No matter how good your opponent or attacker is, you can make him miss his punch by moving your head. Your head should never remain in the same spot long enough for him to target you and get off a clean punch. Especially if you’re a short guy or if you like to fight on the inside, good head movement is what makes the difference between getting hit or not.
Remember: it doesn’t matter how tired you are, you can always keep your head moving. Even if you’re up against the ropes, with wobbly legs, and so fatigued you can barely hold your hands up, you can still keep your head moving and make it to the end of the round.
2 – Block a punch
The word “Blocking” can be deceptive. Lots of non-fighters think of blocking as the thing kids learn in Karate class where they go through a big, impressive ‘block’ against a punch that probably wouldn’t have landed anyway. Although those techniques are called blocks, they really aren’t. They’re really joint-locking techniques or breaking techniques.
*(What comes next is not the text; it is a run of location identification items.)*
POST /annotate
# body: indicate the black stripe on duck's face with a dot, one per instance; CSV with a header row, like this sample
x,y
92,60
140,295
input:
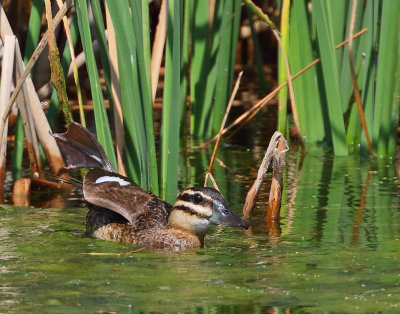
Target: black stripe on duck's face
x,y
110,178
208,203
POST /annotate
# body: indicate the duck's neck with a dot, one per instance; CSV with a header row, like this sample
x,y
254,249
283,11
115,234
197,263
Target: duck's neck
x,y
188,222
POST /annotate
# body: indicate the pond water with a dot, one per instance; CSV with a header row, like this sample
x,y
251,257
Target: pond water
x,y
338,248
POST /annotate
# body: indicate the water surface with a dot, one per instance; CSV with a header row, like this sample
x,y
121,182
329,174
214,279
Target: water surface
x,y
339,248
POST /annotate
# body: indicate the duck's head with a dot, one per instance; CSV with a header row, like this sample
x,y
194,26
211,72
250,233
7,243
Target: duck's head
x,y
197,209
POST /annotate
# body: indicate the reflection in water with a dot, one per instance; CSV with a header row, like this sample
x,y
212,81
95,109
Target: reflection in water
x,y
338,249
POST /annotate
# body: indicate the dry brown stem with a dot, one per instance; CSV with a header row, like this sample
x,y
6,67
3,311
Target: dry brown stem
x,y
116,94
357,93
5,88
42,126
21,188
5,29
275,194
228,108
272,152
158,48
25,110
264,101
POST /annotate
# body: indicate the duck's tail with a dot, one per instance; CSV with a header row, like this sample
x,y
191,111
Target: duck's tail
x,y
81,149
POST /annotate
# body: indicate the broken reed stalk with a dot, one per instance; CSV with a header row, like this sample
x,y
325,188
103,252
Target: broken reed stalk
x,y
21,189
264,101
57,73
158,48
275,194
357,93
5,29
258,11
252,195
23,102
7,66
42,126
116,93
228,108
73,62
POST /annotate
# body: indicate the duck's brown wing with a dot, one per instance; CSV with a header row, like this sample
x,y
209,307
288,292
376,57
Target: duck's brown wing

Nevertheless, boxers and full-contact fighters do block. They just don’t do it with as much fanfare as Karate guys. Lots of guys ‘catch’ punches with the rear hand, or ‘deflect’ them with the front hand. Even if you only alter the angle of the punch by an inch, it’s still an effective block.
Blocking is very useful in a boxing match where the fighters are wearing big gloves. It’s less useful in a bare-knuckle fight. Without gloves, it’s harder (but not impossible) to block a punch. Blocks are still useful in street fights, but the techniques are somewhat different.
Keeping your hands up is the first and most important part of blocking a punch. Some expert boxers fight with their lead hand down, but they’re still capable of blocking with the lead shoulder or with the rear hand.
3 – Defensive footwork
Footwork – or moving your feet (as opposed to moving your head) – is the experts’ way of making an opponent miss his punch.
With subtle adjustments of stance and footwork, an expert fighter can make his opponent punch air. And when he hits back, he’s in range to land damaging counterpunches.
Pick one technique and work on it
So if you’re getting hit too much in sparring, make the decision to practice one of these three aspects of fighting defense. Learn all you can about it and work on it until you feel like you’re surrounded by an impenetrable shield.
If you’re a big, tough guy, you might decide to get good at blocking punches. If you’re small and agile, footwork might be your friend. And no matter who you are, you have to learn how to move your head.
Have fun with your training and remember to always keep your chin down!